You might say, of course, that it’s a good thing that I grew up, that I let go of that fantasy world and dealt with reality. But I’m not so sure. When we say things like “get real,” we usually mean face the dark side of life. That’s necessary if we want to survive, to be sure, but the reality of 24 hours includes the daytime as well as the darkness of night. It’s the child inside of us that allows to dance till one in the morning and giggle at the antics of a squirrel, to cry when we lose a friend and to pray.
I envy those earnest Lahu students. I also admire the missionaries who work with them. The ones I have met—and I know a lot of them—don’t come close to the paternalistic, arrogant stereotypes some of us still hold onto.
The people who developed a written language for the Lahu many decades ago have helped that tribal people hang onto their culture at a time when many are tempted to discard the values and relationships and customs with which they grew up and are tempted by the material prosperity of the big city.
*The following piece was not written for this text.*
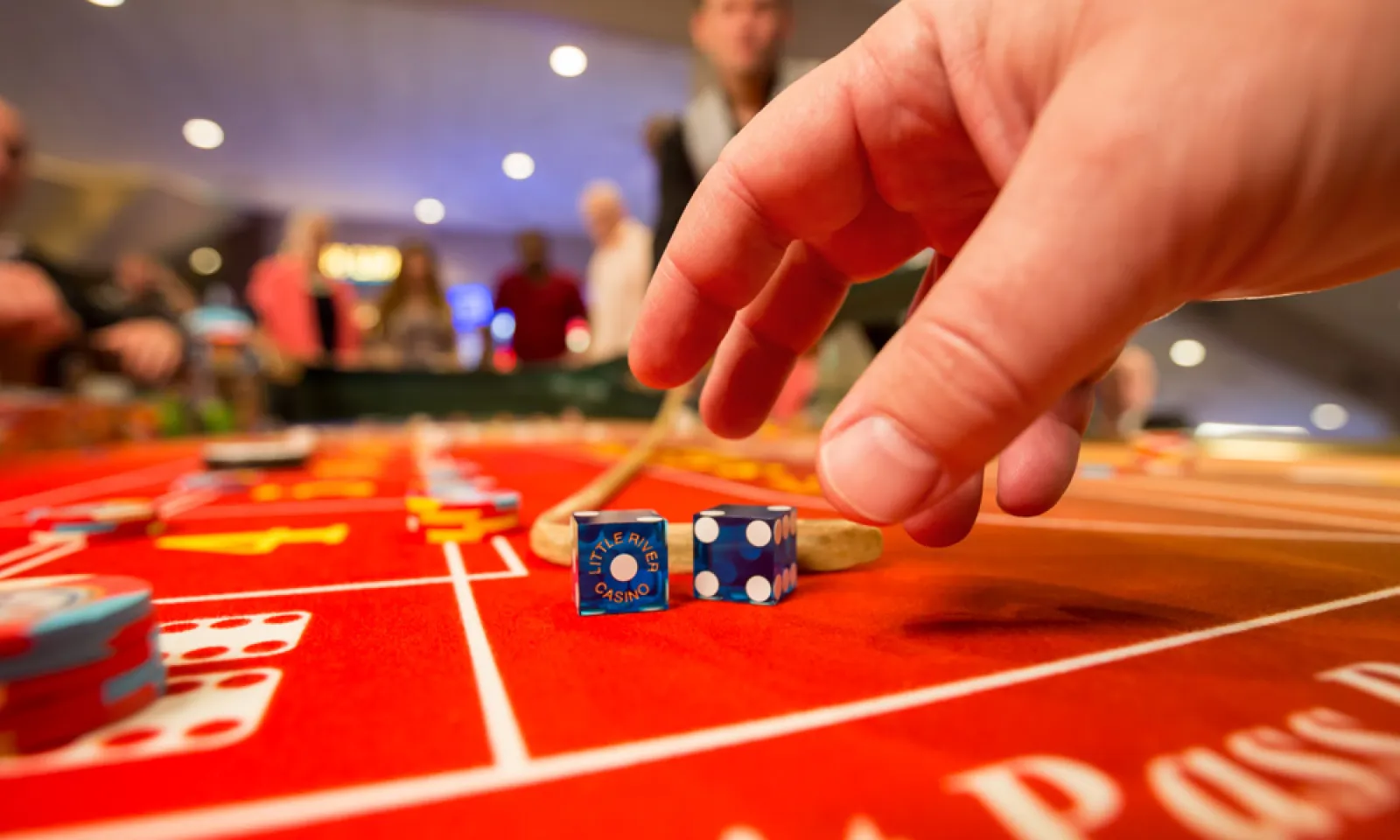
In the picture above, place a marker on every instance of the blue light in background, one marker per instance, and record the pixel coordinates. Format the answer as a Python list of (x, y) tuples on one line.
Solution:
[(472, 307), (503, 326)]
How you gonna keep em down on the farm after they’ve seen Paris or Chiang Mai or, worse yet, Bangkok. Life away from the constrictions back home is tempting, but the price is often that they lose their cultural/spiritual anchors or roots, and get swept up in a powerful ebb tide which takes them far out to sea.
Sure, the missionaries who created a written language for the Lahu were motivated by the desire to give them the Bible to read. But more than that, the scholars who work in the Linguistics Center at Payap University in Chiang Mai really do want to help preserve each of the tribal cultures, so that when that young Lahu in Bangkok realizes how adrift he is in a cosmolitan sea, he can recover some of his roots by reading in his own language.
I have hundreds of stories about how being in a culture different from one the one I’m used to has helped me see that our way is not the only way. I see aspects of Thai culture, like respect for the elderly and their easy going, smiling approach to life which I wish we could adopt. And I also see how that easy going approach can get in the way of setting and pursuing goals. It helps we see both the problems and strengthes of our own culture.
Getting out of my comfort zone is often scary and humbling, but it’s also exciting and maturing. If you don’t come with me to Thailand on our next mission encounter trip in November, at least commit yourself to visiting a church of a different denomination or even religion than your own; or visit the Mexican cultural center in Pilsen; or go to a basketball game at Proviso East; or try to strike up a conversation with the handicapped guy down the street whose speech is hard to understand because of his neurological disorder.
Good chance it will help you see yourself in a new and good way.